Not exactly. I'm building JavaScript to call links, and then making sure that
everything works sans JS.

I dunno why I'm catching flak for this. The display bug had nothing to do with
JavaScript; it was primarily a CSS issue. The JS in that page only
coincidentally fixed the CSS issue, which is exactly the kinds of backwards
testing I was talking about (and obviously didn't do the last time I updated
it).

See, in order for the layout to work with a minimum number of images, there's
a CSS trick in some overlapping layers. The JS in the page coincidentally
extends one of those layers when it inserts the fairly unobtrusive text
control links that allow you to scale the page text as large or as small as is
comfortable to read on your display (something the noscript folks don't even
realize isn't there). Without that element, the content layer wasn't being
resized correctly.

I'm on your guys' side here. I know all the "accepted ways"; I have to explain
them to my clients when I justify the costs they're charged, and the benefits.
Sometimes they want to know how many people this will actually affect, and I
have to tell them, "maybe a few", and then try to justify doing it anyway.
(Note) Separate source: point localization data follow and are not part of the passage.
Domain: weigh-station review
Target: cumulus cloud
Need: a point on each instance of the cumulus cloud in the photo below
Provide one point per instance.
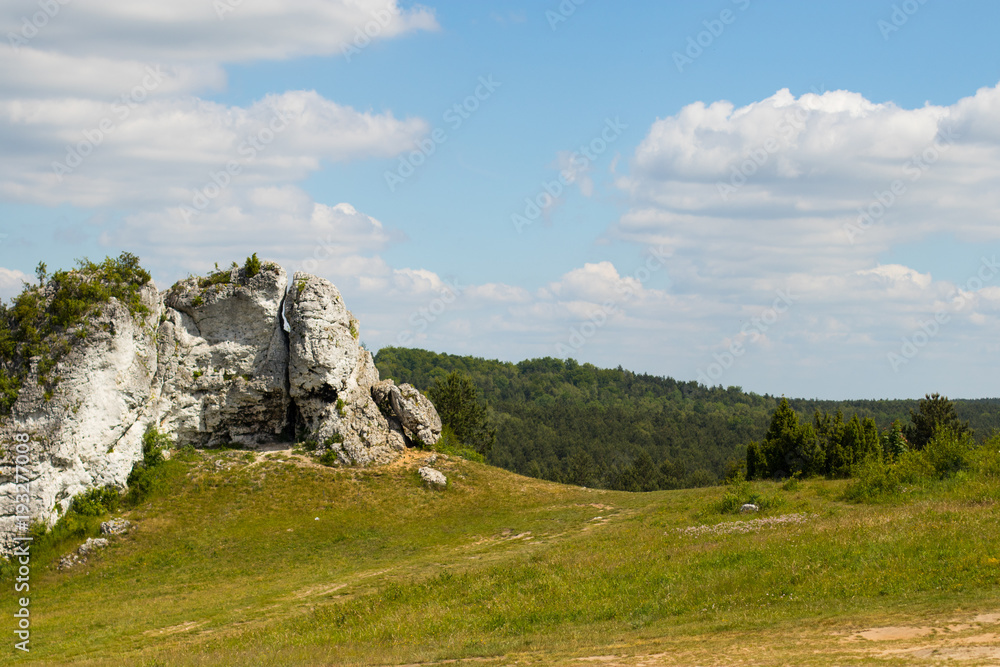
(225, 31)
(804, 195)
(99, 106)
(11, 282)
(164, 151)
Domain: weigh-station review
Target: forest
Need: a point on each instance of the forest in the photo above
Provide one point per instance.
(575, 423)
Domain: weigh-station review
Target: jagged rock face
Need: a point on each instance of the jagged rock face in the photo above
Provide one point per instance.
(330, 377)
(223, 359)
(89, 432)
(414, 411)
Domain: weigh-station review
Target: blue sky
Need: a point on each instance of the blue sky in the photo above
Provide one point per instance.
(712, 233)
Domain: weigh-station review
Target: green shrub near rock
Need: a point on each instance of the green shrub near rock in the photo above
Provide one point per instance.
(39, 321)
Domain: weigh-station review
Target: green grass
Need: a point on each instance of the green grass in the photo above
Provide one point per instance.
(229, 565)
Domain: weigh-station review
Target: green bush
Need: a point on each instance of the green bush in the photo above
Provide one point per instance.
(223, 277)
(40, 320)
(145, 478)
(96, 502)
(252, 266)
(449, 444)
(873, 481)
(912, 467)
(985, 461)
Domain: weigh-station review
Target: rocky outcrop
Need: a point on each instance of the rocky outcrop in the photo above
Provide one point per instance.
(223, 359)
(228, 358)
(414, 411)
(330, 377)
(88, 432)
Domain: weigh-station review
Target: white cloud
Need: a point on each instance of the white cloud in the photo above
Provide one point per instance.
(163, 151)
(11, 282)
(769, 197)
(223, 31)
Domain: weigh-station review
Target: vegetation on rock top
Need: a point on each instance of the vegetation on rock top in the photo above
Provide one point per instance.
(40, 321)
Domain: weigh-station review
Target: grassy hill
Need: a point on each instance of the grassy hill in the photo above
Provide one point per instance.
(243, 558)
(564, 421)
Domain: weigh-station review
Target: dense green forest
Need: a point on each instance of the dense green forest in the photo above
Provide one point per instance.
(612, 428)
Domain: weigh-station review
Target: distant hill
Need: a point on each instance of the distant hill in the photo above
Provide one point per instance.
(613, 428)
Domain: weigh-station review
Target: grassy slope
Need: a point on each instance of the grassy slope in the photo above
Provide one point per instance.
(230, 566)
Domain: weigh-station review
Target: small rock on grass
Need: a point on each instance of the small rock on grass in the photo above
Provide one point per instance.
(433, 477)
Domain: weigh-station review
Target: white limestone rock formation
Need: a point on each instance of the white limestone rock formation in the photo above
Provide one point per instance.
(433, 478)
(88, 432)
(415, 413)
(330, 377)
(223, 359)
(228, 358)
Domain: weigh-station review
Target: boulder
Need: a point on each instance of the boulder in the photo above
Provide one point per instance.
(415, 413)
(88, 432)
(432, 477)
(330, 377)
(226, 358)
(222, 359)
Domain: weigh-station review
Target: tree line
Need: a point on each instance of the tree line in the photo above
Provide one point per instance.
(575, 423)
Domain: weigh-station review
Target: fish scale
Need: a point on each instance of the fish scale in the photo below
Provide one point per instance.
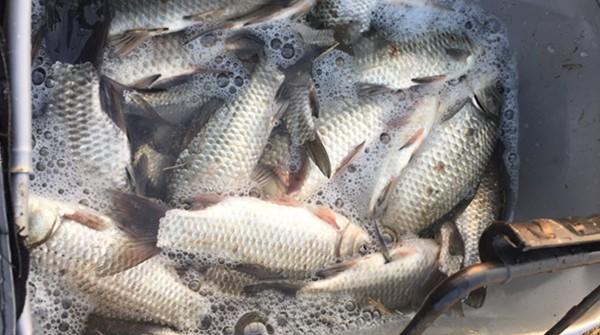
(287, 239)
(75, 252)
(223, 155)
(400, 64)
(93, 140)
(341, 132)
(448, 165)
(151, 14)
(397, 284)
(481, 212)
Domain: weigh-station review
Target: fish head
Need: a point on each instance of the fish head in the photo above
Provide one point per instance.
(44, 219)
(354, 240)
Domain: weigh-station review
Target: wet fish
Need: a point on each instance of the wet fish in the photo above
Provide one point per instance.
(137, 20)
(176, 104)
(159, 60)
(397, 285)
(446, 167)
(274, 168)
(83, 249)
(413, 60)
(481, 212)
(344, 133)
(97, 325)
(264, 238)
(354, 16)
(95, 143)
(404, 143)
(223, 155)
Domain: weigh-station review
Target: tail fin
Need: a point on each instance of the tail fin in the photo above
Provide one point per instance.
(285, 287)
(139, 219)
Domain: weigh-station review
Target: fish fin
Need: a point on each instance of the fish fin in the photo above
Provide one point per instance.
(138, 217)
(452, 110)
(149, 111)
(476, 299)
(258, 271)
(327, 215)
(202, 201)
(139, 176)
(243, 43)
(285, 287)
(134, 253)
(489, 100)
(318, 154)
(350, 157)
(384, 249)
(428, 80)
(87, 219)
(125, 42)
(337, 268)
(367, 89)
(146, 81)
(460, 55)
(112, 101)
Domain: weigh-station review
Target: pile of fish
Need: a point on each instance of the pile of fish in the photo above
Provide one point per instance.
(260, 166)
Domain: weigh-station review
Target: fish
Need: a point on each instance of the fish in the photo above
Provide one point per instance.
(451, 249)
(353, 16)
(95, 141)
(403, 144)
(482, 211)
(223, 154)
(149, 167)
(419, 59)
(160, 60)
(397, 285)
(175, 105)
(97, 325)
(138, 20)
(264, 238)
(447, 166)
(344, 132)
(274, 168)
(118, 275)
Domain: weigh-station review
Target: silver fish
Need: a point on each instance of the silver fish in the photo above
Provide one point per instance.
(96, 145)
(344, 133)
(176, 104)
(403, 144)
(414, 60)
(137, 20)
(84, 249)
(446, 167)
(481, 212)
(223, 155)
(249, 234)
(352, 15)
(400, 284)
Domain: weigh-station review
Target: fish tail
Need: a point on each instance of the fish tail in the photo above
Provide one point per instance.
(138, 218)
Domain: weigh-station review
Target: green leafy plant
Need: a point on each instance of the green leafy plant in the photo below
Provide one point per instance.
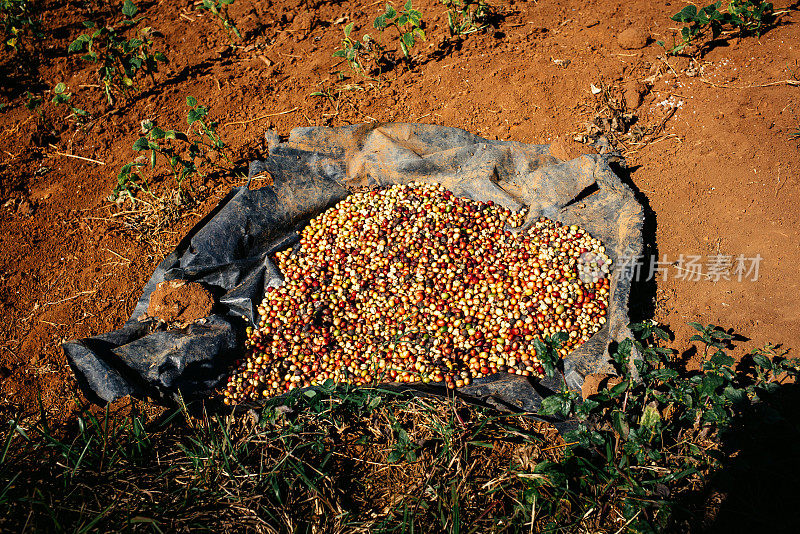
(407, 22)
(16, 17)
(219, 9)
(467, 16)
(62, 97)
(352, 50)
(745, 15)
(120, 59)
(186, 153)
(643, 435)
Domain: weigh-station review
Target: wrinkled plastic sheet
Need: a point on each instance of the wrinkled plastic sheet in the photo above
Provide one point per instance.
(229, 251)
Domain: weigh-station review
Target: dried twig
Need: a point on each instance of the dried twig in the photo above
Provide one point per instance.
(262, 117)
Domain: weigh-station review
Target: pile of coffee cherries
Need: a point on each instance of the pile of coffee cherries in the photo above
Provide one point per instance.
(413, 284)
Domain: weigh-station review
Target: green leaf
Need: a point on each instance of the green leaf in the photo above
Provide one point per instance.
(720, 359)
(687, 14)
(738, 397)
(619, 388)
(407, 42)
(552, 405)
(78, 44)
(620, 423)
(141, 144)
(129, 9)
(196, 114)
(650, 417)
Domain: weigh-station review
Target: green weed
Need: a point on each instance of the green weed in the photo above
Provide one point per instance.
(219, 10)
(186, 153)
(62, 97)
(745, 15)
(407, 22)
(467, 16)
(359, 53)
(646, 436)
(16, 18)
(339, 458)
(120, 59)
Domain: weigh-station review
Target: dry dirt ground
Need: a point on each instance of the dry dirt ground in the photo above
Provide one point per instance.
(711, 151)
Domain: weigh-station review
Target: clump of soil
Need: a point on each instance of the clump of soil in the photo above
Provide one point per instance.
(178, 303)
(633, 38)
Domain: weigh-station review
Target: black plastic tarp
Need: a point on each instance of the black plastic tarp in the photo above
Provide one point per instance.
(229, 251)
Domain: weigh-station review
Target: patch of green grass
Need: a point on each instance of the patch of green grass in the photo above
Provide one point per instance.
(62, 97)
(120, 59)
(219, 10)
(186, 154)
(343, 459)
(746, 16)
(467, 16)
(407, 22)
(16, 19)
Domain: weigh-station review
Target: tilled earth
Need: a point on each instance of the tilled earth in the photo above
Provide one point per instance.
(707, 141)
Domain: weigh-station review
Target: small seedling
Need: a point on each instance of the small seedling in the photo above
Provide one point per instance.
(219, 9)
(467, 16)
(745, 15)
(407, 23)
(16, 17)
(120, 59)
(186, 153)
(61, 96)
(352, 50)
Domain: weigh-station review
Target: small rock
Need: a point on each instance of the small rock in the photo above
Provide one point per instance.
(179, 302)
(634, 92)
(633, 38)
(566, 149)
(25, 208)
(223, 50)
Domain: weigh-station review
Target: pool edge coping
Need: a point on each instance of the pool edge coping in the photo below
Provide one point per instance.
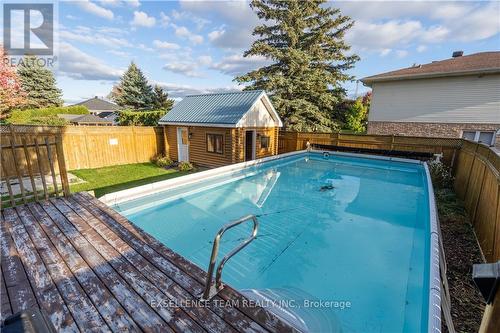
(114, 198)
(434, 294)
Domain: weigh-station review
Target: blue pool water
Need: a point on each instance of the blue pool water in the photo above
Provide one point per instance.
(364, 242)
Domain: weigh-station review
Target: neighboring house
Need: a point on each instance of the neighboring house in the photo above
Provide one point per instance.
(87, 120)
(456, 97)
(99, 106)
(219, 129)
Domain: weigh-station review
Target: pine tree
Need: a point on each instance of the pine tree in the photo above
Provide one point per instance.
(304, 41)
(133, 91)
(38, 83)
(11, 94)
(161, 100)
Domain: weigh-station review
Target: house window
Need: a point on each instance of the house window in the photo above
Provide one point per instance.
(486, 137)
(264, 142)
(215, 143)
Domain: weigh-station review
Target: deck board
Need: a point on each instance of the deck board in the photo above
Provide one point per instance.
(90, 269)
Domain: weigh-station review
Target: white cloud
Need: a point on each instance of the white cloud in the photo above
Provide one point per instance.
(184, 16)
(216, 34)
(435, 34)
(179, 91)
(205, 60)
(184, 68)
(95, 9)
(76, 64)
(118, 3)
(98, 36)
(117, 53)
(401, 53)
(366, 35)
(133, 3)
(165, 45)
(184, 32)
(141, 19)
(381, 25)
(421, 48)
(144, 48)
(164, 20)
(385, 52)
(237, 64)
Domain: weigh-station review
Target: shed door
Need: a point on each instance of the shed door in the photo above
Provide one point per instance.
(183, 144)
(249, 145)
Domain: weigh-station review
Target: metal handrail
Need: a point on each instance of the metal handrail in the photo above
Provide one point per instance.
(211, 290)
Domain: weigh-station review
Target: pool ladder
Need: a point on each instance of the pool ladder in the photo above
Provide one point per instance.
(211, 289)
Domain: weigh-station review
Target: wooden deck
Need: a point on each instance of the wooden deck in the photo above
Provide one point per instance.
(89, 268)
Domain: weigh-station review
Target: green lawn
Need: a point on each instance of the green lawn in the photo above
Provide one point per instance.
(120, 177)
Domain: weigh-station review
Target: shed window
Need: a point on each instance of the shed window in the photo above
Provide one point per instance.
(215, 143)
(486, 137)
(264, 142)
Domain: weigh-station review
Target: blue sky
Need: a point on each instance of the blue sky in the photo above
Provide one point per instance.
(197, 46)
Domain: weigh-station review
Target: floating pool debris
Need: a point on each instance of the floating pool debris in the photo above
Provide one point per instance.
(326, 188)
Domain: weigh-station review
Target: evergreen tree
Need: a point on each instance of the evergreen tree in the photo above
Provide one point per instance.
(305, 43)
(161, 100)
(38, 83)
(133, 91)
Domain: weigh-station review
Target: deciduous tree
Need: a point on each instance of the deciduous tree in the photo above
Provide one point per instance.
(11, 94)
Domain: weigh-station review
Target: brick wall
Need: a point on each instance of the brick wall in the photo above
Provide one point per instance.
(443, 130)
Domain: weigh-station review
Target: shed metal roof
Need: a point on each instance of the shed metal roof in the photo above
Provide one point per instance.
(221, 108)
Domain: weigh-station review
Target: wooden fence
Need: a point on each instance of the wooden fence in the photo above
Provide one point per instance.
(88, 147)
(449, 147)
(477, 182)
(35, 152)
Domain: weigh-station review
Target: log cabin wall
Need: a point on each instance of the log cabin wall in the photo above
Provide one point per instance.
(234, 144)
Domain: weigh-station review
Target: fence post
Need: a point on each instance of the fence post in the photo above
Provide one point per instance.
(62, 165)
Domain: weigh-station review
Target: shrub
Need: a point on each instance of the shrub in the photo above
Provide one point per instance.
(441, 175)
(162, 161)
(185, 166)
(44, 116)
(140, 118)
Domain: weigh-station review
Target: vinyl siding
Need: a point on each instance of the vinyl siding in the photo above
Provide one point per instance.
(466, 99)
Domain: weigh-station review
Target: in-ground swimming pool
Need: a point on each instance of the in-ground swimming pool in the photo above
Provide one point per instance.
(346, 229)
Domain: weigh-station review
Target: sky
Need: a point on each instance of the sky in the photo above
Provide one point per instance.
(191, 47)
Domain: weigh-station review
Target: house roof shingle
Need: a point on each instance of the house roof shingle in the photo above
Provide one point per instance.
(99, 104)
(477, 63)
(221, 108)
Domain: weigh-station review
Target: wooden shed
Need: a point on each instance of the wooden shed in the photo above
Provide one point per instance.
(219, 129)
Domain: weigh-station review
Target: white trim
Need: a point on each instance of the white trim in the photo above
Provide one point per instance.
(478, 133)
(272, 110)
(179, 144)
(254, 144)
(274, 113)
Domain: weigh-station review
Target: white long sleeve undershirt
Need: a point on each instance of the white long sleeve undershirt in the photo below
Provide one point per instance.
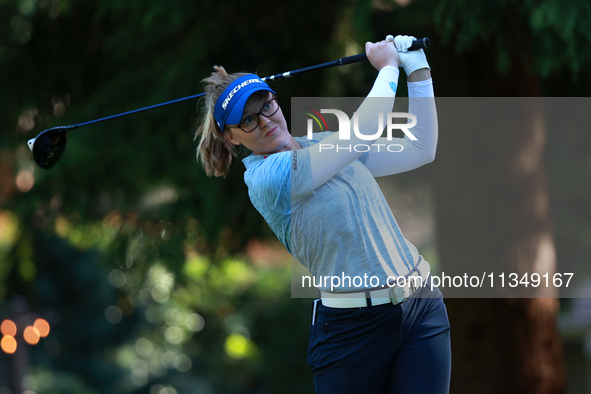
(381, 162)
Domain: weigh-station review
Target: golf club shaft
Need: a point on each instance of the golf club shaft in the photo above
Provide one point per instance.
(418, 44)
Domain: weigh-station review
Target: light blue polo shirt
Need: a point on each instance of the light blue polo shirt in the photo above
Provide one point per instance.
(345, 226)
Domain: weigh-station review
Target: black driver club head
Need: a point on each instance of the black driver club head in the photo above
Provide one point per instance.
(49, 146)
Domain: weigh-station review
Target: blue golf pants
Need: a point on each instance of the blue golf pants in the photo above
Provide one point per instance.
(383, 349)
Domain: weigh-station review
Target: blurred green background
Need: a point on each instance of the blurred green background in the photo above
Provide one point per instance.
(156, 279)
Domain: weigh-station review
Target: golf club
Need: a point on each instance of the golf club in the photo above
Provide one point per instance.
(48, 147)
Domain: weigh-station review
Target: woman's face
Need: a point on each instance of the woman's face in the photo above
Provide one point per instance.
(270, 135)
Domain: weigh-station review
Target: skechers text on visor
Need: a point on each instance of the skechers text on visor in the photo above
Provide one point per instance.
(230, 104)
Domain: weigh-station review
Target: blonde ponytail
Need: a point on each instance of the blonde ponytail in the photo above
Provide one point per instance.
(215, 151)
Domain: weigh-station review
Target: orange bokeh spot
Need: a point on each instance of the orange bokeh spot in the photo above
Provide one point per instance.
(31, 335)
(8, 328)
(8, 344)
(42, 326)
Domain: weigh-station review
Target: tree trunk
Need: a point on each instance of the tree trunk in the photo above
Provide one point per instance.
(493, 214)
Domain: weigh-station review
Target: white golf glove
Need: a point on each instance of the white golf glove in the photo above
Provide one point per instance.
(410, 60)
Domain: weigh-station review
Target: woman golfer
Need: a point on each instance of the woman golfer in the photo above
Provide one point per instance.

And, it _is_ harder to implement. I can build a site that will look exactly
right no matter what size display you're reading it on; fonts and images will
all scale, and the site will look right at 800x600 or 1600x1200, without lots
of scrolling or empty space. The catch is, to do that, I need JS to work, and
spending time trying to figure out the least ugly way to display the site sans
JS is not "not any harder".

Feel free to browse my page source, it's fairly easy to read, if
unconventional in places.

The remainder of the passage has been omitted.